Bernoulli Urn - Drawing white/black balls

Hi all,

I haven't done these kind of probability problems in a long time and trying to relearn. Here is a question that i'm having trouble with.

Q: An urn contains n white and m black balls which are randomly removed one at a time. If n > m, then what is the probability that there are always more white than black balls in the urn (until, of course, the urn is empty)? Explain why this probability is equal to the probability that the set of withdrawn balls always contains more white than black balls?

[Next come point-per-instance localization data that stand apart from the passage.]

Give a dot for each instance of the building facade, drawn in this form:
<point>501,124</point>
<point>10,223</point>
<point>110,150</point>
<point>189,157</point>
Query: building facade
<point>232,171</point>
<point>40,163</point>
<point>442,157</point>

The answer is: (n-m)/(n+m)

I am thinking that the probability P(more white than black) is equivalent to the probability of drawing "(n-m) or less" white balls than black balls in a certain number of trials. now I am stuck. how do I proceed? Any help is appreciated.

Thanks

Re: Bernoulli Urn - Drawing white/black balls

Hey ronbeck.

Are you aware of the hyper-geometric distribution? You should be able to use this to help prove your result as it matches the process you are describing:

Hypergeometric distribution - Wikipedia, the free encyclopedia

Re: Bernoulli Urn - Drawing white/black balls

Hi Chiro,

Thanks for the suggestion. Turns out the problem I described is the classic Bertrand's ballot problem. It would def have taken me some time to come up with the solution.